Das Forschungsprojekt der “Kleinen und fragmentarischen Historiker der Spätantike” umfasst gut 90 Autoren bzw. anonyme Werke vom 3. bis zum 6. Jahrhundert. Dazu gehören lateinische und griechische Autoren, Profan- und Kirchenhistoriker, fragmentarisch erhaltene und “kleine” Autoren, d.h. solche, die nur selten als selbständige Werke ediert und in Fragmentsammlungen wiederum nicht erfasst werden (z.B. Polemius Silvius und die Chronik von 452), namentlich bekannte Historiker und sicher rekonstruierbare, aber anonyme Geschichtswerke (z.B. die Enmannsche Kaisergeschichte).

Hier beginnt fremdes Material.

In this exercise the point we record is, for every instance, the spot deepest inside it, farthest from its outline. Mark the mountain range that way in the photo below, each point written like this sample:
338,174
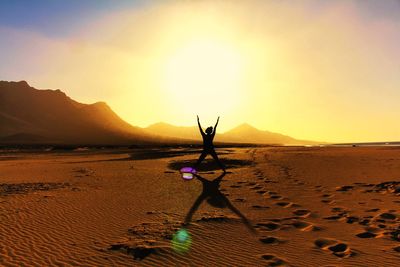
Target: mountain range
33,116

Die Autoren und Werke werden nicht allein im Originaltext ediert, versehen mit einem über die wichtigsten Lesarten und Konjekturen unterrichtenden kritischen Apparat, sondern sie werden auch mit einer deutschen Übersetzung und einem philologischen sowie historischen Kommentar ausgestattet. In diese verschiedenen Aufgaben teilen sich die Mitwirkenden beider an dem Vorhaben beteiligten Disziplinen, der Alten Geschichte und der Klassischen Philologie.